In other words, you might be trying to calculate an inscrutable percentage of an inscrutable number. Your assumptions here are going to need to be so conservative that it's hard to see how the result will help you.
Thank-you for the response.
I'm not going to retype my original response because I don't know which characters are invalid. I do everything you said in C right now. I want to use the Sting functionality that Swift provides in some of my analysis routines - I loose that by converting to data (or spending so much time going back and forth).
I can make some guesses on the memory requirements for the Strings and go from there (just like I would for the memory requirements of my macOS program).
Stepping back from just this example, I do find the ambiguity of how a basic data type is stored puzzling - and goes beyond my initial question. As a C programmer you are accustomed to managing memory yourself. I understand that I don’t need to worry about that and Strings are stored in a complex manner for either memory efficiency or speed efficiency. But what is wrong with trying to gain an understanding of this process?
So many forum posts have ended hitting a brick wall with this size question (and hence my post) - because there is literally a brick wall between you and what is going on behind the scenes with the storage of strings. You can yell over the wall and ask it to throw buckets of UTF-8, UTF-16, or UTF-32 over. But a window was not placed in the wall to see how it was being stored on the other side. Or yelling over the wall and asking the most basic question of any data type - how much storage is in use - is met with a “you don’t need to know”, “not in my job description”, "impossible to tell! (that is, without a little extra work on my part)" or “crazy question - use some other programming method if you want to know basic information” coming back.
It's not so much "you don't need to know", but that there are no simple answers. A String has developed into something sophisticated, with multiple representations, and the questions really do get hard to answer.
For example, Swift Strings are value types that have copy-on-write behavior (at least in some representations). That means that if it took X bytes to store the string originally, it still only takes X bytes to store 2 copies of the string, until you mutate it. So, how much memory do the two copies use, X bytes or 2X bytes? There's really no answer to the question, because the truth depends on when you ask as much as what you ask. Similarly, because of autorelease pools, objects may consume memory when they the are non-existent from your code's point of view. Similarly, when objects are swapped out of virtual memory, they occupy address space, but do they get regarded as occupying RAM too?
That's why I said that if you need to make the storage size of your string a functional aspect of your code, then you probably need to control the representation (UTF-8, etc) as well.
Have you reviewed the discussion of swift strings here?
h t t p s : / / www.mikeash.com/pyblog/friday-qa-2015-11-06-why-is-swifts-string-api-so-hard.html
Also note that if your motivation, at least in part, stems from reliance on a well defined ABI, that it appears Swift's has been backburner'd w/3.0, so...
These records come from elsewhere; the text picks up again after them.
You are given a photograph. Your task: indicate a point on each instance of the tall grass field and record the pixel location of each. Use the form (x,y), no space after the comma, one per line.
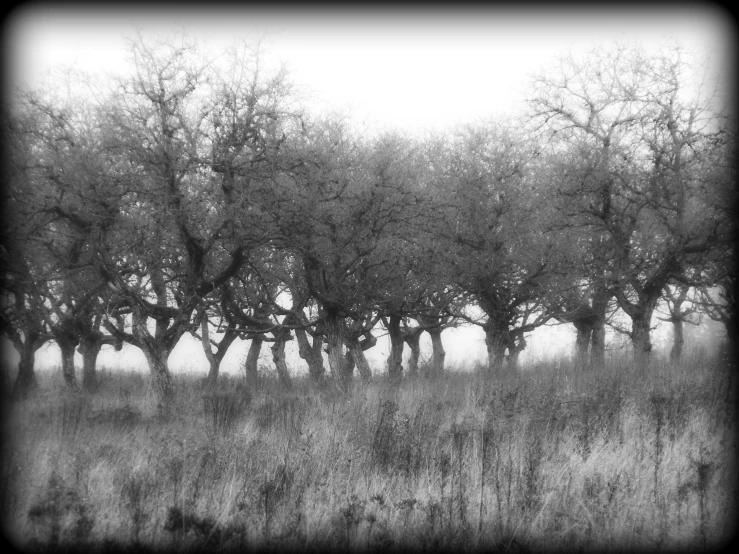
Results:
(547,459)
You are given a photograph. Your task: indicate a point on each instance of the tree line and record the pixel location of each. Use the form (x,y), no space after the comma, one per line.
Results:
(197,196)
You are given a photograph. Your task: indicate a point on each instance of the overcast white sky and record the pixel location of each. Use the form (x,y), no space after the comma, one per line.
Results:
(412,70)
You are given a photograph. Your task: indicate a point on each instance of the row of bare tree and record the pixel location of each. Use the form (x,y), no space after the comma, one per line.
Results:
(197,197)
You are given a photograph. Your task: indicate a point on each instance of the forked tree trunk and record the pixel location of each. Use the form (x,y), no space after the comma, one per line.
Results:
(25,381)
(496,346)
(278,356)
(395,359)
(514,351)
(251,365)
(678,340)
(157,355)
(311,353)
(413,340)
(335,345)
(438,354)
(641,322)
(598,332)
(358,359)
(67,346)
(213,363)
(90,346)
(582,343)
Swift is just now starting to mature w/3.0, so it may help to keep that in mind, at least for the next year, I think.
Good luck in any case.
Ken, that is (at least for a start) exactly what I was looking for. This discussion did not come up in my search and leads me in the right direction to understanding the Swift storage of Strings.
Its going to take some code experimentation and a couple of read throughs - especially the good discussion in the comments - but this really, really helps. It quite interesting that the author, while supporting Swift’s take on strings does, directly mention some of the issues I have in his conclusion of the article.
Again, thank-you for understanding my need and directing me to something that both increases my understanding of the subject and will lead to a practical solution.